Farklı iktidar odaklarının ortaklığa kar örgütü olan devlet, aynı zamanda bu iktidar odaklarını daha fazla kan kapma amacıyla sürekli birbirleriyle çatışma içerisinde oldukları bir aygıttır. Sümerlerden bu yana yol-yöntemde değişikliklere uğramışsa da, çatışmanın muhtevası kendini her daim olduğu gibi sürdüre gelmiştir. Bu nedenle devlet içinde devlet, paralel devlet, derin devlet vb. tarzı oluşumun iktidar odakları tarzındaki tekel yapılanmasının kaçınılmaz bir gereği ve sonucudur. Çünkü iktidar tekelleri koalisyonunun söz konusu olduğu bir zeminde, şüphesiz varoluşsal olarak bir tekel diğerlerinin aleyhine olarak devlette daha çok pay sahibi ve mümkünse tamamen ele geçirerek bütünen devletin kendisi haline gelmek isteyecektir. Bu devletsel oluşumun doğasında yer bulan ve onun tüm yapısallıklarına yansıyan bir kanundur. Buna tarihsel bir örnek vermek gerekirse, yine bu noktada Nizamülmülk’e baş vurmak güncelle bağ kurmak açısından yararlı olacaktır. Nizamülmülk’ün dönemin veziri olarak devletin vergi gelirlerinden onda bir pay alması, kendine kölelerden 20 bine ulaşan özel bir ordu ve yine özel silah depoları kurması, devlet içinde devlet olmak değilse nedir? Bu konuda Suat Parlar’ın aktardığı şu anektod oldukça ironiktir: Devlet içinde asıl devleti simgeleyen Nizamülmülk’ün oğlu Şemsülmülk, Melikşah’ın Merv’e atadığı askeri komutanı görevden alır ve cezalandırır. Bunun üzerine Melikşah Tacülmülk aracılığıyla büyük vezine şu tehdidi gönderir; “Sen benim memleketimi istila ettin. Memleketimi oğulların, damatların ve kulların arasında öyle paylaştırdın ki, sanki sen saltanatta benim ortağımsın… Sen ne yetkiyle, fermanımız olmadan evlatlarına ülkeler ve kıtalar veriyor, istediğini yapıyorsun? İstermisin ki, önünden hokkanın ve başından sarığın alınmasını buyurayım?” Nizamülmülk’ün Melikşah’a cevabı şöyle olur; “Sultan benim saltanata ortak olduğumu bugün mü biliyor? Benim hokkam ile onun tacı birbirine bağlıdırlar. Ne zaman hokkayı kaldırırsa tac da kalkar.”

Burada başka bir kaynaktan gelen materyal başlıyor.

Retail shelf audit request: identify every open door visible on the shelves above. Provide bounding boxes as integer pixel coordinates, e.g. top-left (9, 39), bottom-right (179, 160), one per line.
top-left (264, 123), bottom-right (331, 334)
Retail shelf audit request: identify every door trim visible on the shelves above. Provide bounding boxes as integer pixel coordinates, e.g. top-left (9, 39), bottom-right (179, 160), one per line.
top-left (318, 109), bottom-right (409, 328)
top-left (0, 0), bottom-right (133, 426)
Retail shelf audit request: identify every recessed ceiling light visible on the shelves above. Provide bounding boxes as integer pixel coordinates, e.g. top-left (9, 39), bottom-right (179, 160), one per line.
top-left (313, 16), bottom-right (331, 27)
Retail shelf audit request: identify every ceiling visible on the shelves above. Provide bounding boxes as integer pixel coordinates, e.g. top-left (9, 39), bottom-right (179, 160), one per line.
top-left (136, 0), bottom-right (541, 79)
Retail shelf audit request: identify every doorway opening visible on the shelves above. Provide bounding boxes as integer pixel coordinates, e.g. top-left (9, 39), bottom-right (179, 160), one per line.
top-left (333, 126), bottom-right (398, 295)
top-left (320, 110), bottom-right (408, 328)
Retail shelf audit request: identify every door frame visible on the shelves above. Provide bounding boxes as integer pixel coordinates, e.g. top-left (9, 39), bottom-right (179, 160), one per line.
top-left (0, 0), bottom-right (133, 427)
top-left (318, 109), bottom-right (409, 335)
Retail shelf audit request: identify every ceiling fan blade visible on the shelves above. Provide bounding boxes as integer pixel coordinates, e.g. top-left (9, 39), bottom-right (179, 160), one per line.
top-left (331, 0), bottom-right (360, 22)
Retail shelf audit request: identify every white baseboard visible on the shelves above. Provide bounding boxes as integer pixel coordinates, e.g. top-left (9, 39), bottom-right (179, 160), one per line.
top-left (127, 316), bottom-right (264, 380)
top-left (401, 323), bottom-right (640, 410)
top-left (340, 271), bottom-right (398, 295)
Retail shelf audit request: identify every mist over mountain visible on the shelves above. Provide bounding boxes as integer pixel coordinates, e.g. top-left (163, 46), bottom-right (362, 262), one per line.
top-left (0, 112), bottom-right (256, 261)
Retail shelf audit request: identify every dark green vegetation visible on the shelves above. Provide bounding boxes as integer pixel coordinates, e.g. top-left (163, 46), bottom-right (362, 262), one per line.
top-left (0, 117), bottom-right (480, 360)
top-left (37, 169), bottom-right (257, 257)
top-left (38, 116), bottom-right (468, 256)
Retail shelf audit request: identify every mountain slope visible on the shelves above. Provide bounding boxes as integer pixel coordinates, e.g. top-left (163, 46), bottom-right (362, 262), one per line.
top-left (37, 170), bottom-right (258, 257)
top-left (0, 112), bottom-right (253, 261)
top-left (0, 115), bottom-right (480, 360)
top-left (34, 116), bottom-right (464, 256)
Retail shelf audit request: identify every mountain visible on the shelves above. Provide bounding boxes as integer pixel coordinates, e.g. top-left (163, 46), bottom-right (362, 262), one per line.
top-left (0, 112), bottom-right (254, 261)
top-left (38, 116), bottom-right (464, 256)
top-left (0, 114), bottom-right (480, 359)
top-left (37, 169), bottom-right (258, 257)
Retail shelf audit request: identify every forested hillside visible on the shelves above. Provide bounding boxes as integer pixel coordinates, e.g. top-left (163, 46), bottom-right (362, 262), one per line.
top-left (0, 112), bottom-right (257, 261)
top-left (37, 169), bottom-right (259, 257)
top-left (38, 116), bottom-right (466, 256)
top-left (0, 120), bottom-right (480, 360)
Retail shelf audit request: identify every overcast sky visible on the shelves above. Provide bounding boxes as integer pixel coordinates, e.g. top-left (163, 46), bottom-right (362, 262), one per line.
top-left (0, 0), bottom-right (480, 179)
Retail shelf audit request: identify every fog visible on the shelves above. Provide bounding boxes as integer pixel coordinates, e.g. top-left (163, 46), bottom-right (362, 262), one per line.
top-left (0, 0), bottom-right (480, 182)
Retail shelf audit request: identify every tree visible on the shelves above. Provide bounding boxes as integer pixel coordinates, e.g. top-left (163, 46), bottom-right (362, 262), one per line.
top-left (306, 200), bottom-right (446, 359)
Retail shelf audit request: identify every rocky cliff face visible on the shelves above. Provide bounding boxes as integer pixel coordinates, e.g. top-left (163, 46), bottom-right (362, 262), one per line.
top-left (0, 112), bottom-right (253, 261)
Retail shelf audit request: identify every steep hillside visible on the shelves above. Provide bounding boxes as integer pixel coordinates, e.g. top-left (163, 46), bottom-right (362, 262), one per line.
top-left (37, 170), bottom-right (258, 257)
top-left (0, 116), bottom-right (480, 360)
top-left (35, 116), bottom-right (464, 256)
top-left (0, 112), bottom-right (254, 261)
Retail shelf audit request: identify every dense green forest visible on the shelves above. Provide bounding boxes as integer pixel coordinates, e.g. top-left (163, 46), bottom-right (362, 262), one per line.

Uygarlık sisteminin çekirdeği olan devlet, anti-toplumcu özelliğiyle sadece toplumla değil, geliştirdiği ölçüsüz endüstriyalizmle doğayla, tabiatla da savaş halindedir. Komünal demokratik olan toplumsal yaşam alanına eşitsizliği, sömürüyü, mülkiyeti, hakimiyet ve tahakkümü yerleştirerek insan doğasına yönelik en büyük saldırıyı yapmıştı. “Kasap tarzı kültürel bütünlüğü parçalayıp doğrama hareketi” olarak ulus-devlet, ulusu bir cumhuriyet haline getirmenin ve demokratik toplum anlayışıyla buluşturmanın değil, özne-nesne ayrımına tabi tutarak kullaştırmanın ve modern köleliğe yatırmanın malzemesi, ham maddesi haline getirmiştir. Adı ister, Fars-Türk, ister Arap, Ermeni vb. olsun farketmez, her ulus devletle aslında ihanete uğramış, kendi olmaktan çıkarılmış, otantikliğini yitirdiği ölçüde de ruhunu ve bilincini kaybetmiş, sonuçta taklitten ve tabeladan ibaret bir “ölü canlar” topluluğuna dönüşmüştür. Ulusların ulus-devletle karşı karşıya kaldıkları ihanetin bedeli, günümüzde çözümsüzlük, tıkanma, yozlaşma, çürüme, iç çatışma ve çözülme biçiminde tekrardan topluma ödettirilmektedir. Ulus-devlet olgusunun ulusun başına musallat ettirilmiş bir bela olduğu gerçeği, bugün her yönüyle daha iyi anlaşılmaktadır. Siyaset felsefeyi, tıkanmanın ve çözümsüzlüğün vuku bulduğu yerde çözümü başlangıçteki kurucu ilkelere dönüşte ve kurucu ilkeleri yenileyerek güncelleştirmekte bulur. Spinoza bunu, “dini cemaatlerin ya da devletlerin uzun süreli olabilmesi için gerekli olan, sık sık başlangıç ilkelerine uygun şekilde yenilenmelilerdir” tarzında ortaya koyarken, Machiavelli daha geniş bir perspektiften tanımlamayı tercih eden; “özgür bir siyasal yaşamın ön koşulu, belirli aralıklarla kurucu momentlere, başlangıca geri dönebilmektir; bu sayede sosyal ve siyasal düzen kendisini tazeleyebilir.”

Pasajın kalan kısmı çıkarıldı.